Follow Up to Previous Post - HDSA Awareness Event on Saturday, September 3rd, Fleet Feet Menlo Park!
August 09, 2016
BENEFITING: Huntington's Disease Society of America, Inc.
EVENT DATE: Nov 06, 2016
My first interaction with Huntington's Disease was more than ten years ago when I met my husband, Keith, in a memoir writing class in college. My husband shared a story about his three aunts; Lora, Marcia, and Cindy and their struggle with the deadly disease. Keith also mentioned his father potentially carried the HD gene, but was unsure because he had never been tested. Little did I know at the time that Keith’s story would become my reality.
My second interaction with Huntington’s Disease was when I met Keith’s Aunt Cindy for the first time. She was in a care home, reclining in a La-Z-Boy chair, staring up at the ceiling. Keith gave her a kiss on the forehead and introduced me, but she was non-responsive. The disease had taken over her nervous system. It was only a matter of time until the disease claimed her life. Seeing Cindy was devastating and heartbreaking. She was frail and only a thin layer of skin and blankets covered the bones protruding from her body. I had heard stories of Cindy’s adventures; traveling to Africa, participating in protests at Cal-Berkeley, living in Canada, and taking Keith and his sister, Vanessa, on quests in their own backyard. It wasn’t fair.

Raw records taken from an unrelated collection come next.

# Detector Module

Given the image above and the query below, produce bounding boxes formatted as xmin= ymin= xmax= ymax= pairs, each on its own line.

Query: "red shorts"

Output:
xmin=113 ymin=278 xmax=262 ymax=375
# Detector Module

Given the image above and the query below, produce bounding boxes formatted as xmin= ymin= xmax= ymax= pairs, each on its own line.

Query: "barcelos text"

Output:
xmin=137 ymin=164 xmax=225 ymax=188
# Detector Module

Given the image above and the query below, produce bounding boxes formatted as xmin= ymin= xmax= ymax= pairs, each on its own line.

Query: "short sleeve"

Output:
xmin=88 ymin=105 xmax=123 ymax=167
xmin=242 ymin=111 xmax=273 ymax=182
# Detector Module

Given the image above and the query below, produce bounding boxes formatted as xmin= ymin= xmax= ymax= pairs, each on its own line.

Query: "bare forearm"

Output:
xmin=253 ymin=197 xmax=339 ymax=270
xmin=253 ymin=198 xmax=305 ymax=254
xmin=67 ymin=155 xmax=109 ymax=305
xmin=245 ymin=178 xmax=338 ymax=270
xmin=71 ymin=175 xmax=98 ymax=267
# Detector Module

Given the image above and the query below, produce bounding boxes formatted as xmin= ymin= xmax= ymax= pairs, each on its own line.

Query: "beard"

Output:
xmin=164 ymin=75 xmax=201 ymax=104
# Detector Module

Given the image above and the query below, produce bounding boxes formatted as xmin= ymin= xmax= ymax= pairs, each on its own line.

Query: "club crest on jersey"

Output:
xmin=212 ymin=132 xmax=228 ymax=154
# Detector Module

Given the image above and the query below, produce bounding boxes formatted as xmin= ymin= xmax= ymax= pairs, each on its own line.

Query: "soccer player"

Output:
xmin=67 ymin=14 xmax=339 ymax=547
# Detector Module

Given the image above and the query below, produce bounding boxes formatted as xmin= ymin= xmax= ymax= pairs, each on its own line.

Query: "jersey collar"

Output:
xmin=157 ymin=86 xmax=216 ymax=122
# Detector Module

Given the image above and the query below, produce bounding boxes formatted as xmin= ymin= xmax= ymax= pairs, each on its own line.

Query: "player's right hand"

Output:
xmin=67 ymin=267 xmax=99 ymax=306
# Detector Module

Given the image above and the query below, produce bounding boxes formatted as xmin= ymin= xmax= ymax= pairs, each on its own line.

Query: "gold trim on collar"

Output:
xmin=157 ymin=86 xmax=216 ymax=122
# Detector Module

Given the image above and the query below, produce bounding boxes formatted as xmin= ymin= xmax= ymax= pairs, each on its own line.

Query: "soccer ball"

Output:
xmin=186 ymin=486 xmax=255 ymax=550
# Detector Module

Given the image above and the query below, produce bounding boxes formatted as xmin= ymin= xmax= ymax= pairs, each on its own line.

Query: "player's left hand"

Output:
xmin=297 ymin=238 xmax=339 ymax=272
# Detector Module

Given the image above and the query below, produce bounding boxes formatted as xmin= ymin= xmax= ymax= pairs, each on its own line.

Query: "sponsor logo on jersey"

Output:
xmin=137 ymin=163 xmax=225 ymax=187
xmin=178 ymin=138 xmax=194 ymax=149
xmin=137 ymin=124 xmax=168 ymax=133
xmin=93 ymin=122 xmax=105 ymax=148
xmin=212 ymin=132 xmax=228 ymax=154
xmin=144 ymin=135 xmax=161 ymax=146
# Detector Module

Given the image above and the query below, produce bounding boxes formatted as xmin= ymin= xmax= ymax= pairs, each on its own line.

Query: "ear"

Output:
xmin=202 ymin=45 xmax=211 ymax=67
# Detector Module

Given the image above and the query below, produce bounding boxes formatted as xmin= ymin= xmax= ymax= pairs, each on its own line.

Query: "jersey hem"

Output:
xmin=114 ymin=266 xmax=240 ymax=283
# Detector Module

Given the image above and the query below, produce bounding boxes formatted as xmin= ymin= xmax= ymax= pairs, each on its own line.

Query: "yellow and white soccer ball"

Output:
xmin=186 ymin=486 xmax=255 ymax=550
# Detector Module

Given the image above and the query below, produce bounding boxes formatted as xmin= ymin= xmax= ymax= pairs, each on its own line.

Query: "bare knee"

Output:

I never had the pleasure of meeting Lora and Marcia. I knew the Marin women were special just from my brief interaction with Cindy and the times Keith’s Dad, John, would share their stories. For the past ten years, I have kept their stories tucked away in my heart along with the hope that Keith and I would never have to endure this deadly disease. Keith and I were married last August and had decided that Keith would be tested for the gene so we could choose whether or not to have children. John decided our fate when he opted to get tested in December of 2015. John tested NEGATIVE.
Vanessa, Keith’s sister, and I will be running in the NYC Marathon for the Huntington’s Disease Society of America team. I cannot wait to cross the finish line with her in honor of Lora, Marcia, and Cindy. I dedicate this race to their legacy, my husband, father and mother-in-law, and all of the people who have been affected by this disease.
The Huntington's Disease Society of America is the premier nonprofit organization dedicated to improving the lives of everyone affected by Huntington’s disease. From community services and education to advocacy and research, HDSA is the world’s leader in providing help for today and hope for tomorrow for people with Huntington’s disease and their families.
HDSA's network of chapters, affiliates, HDSA Centers of Excellence, social workers and support groups provides a seamless connection for help, education and outreach to HD families and health care professionals across the United States.
All funds raised will help support HDSA's Mission of helping those affected by HD and their families.